Shares of Qualcomm (QCOM) surged 10.3% in premarket trading on Thursday, as investors focused on CEO Cristiano Amon's optimistic remarks about a smartphone rebound and the company's growing ambitions in AI data-center chips, overshadowing a disappointing outlook for the current quarter.
"We can now call the bottom," Amon told Reuters, indicating that the handset market has reached its low point. This is a critical development for Qualcomm, which still generates the bulk of its revenue from smartphone chips. The segment has been under pressure this year due to higher memory chip costs, which have raised handset prices and dampened orders.
For its fiscal second quarter, Qualcomm reported revenue of $10.6 billion, down 3% year-over-year. Adjusted earnings came in at $2.65 per share, while GAAP earnings were boosted to $6.88 per share by a $5.7 billion tax benefit. Handset revenue fell 13% to $6.02 billion, but automotive revenue jumped 38% to $1.33 billion, and Internet of Things revenue rose 9% to $1.73 billion.
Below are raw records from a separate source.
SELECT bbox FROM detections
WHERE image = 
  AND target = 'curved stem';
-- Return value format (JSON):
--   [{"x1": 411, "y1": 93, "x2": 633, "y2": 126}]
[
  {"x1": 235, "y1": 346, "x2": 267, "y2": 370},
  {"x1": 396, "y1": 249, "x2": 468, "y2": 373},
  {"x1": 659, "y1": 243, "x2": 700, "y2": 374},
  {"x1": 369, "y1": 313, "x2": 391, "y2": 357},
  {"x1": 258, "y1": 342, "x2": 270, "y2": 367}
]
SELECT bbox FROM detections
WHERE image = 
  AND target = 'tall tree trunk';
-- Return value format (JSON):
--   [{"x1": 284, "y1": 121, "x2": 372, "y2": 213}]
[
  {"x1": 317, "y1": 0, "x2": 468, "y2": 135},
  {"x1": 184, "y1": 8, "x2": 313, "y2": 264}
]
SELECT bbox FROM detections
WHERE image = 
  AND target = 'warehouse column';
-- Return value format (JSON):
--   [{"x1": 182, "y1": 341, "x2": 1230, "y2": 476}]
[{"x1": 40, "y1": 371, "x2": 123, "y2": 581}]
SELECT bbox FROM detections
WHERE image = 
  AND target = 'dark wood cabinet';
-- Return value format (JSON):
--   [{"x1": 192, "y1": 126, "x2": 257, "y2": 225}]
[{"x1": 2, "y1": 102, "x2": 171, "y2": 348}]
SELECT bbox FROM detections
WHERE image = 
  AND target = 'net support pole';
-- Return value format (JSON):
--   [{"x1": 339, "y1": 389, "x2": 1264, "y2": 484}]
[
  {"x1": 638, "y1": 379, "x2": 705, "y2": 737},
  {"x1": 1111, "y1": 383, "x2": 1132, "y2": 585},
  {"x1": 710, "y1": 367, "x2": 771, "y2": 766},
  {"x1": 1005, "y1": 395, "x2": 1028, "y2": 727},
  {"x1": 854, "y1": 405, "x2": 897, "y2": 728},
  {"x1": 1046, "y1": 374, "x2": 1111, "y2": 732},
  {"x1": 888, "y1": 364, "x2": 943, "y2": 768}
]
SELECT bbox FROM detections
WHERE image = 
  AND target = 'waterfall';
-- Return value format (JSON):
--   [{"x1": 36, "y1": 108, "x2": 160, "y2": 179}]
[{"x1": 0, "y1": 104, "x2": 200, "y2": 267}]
The company's fiscal third-quarter revenue forecast of $9.2 billion to $10.0 billion fell short of Wall Street's estimate of $10.27 billion, according to LSEG data. Adjusted earnings are expected between $2.10 and $2.30 per share, versus the consensus of $2.45.
Qualcomm expects chip sales to Chinese handset makers to bottom out in the third quarter and return to sequential growth thereafter, factoring in memory supply constraints and related pricing impacts.
The stock's rally was also fueled by Qualcomm's data-center ambitions. The company disclosed a custom silicon project with a major hyperscaler cloud operator, with first shipments still slated for later this year. This marks Qualcomm's entry into a segment where AI-driven demand is boosting spending on inference chips.
Amon said Qualcomm is developing a lineup of CPUs, inference accelerators, and ASICs, positioning it closer to competitors like Broadcom and Marvell, as cloud companies increasingly design their own chips. "Qualcomm is building from a small base," said Bob O'Donnell, president of TECHnalysis Research, but he noted the growing focus on data-center offerings signals a more mature strategy.
However, risks remain. J.P. Morgan analysts warned the smartphone market is "hardly out of the woods," while Morgan Stanley pushed back on the idea that memory shortages will ease in calendar 2027, which could lead phone makers to cut orders further.
Qualcomm also highlighted its capital return program, with $5.4 billion in buybacks in the first half of fiscal 2026 and a new $20 billion repurchase plan, providing near-term support for the stock. The key question remains whether management can translate a bottom in phone chips and data-center hopes into tangible revenue growth in coming quarters.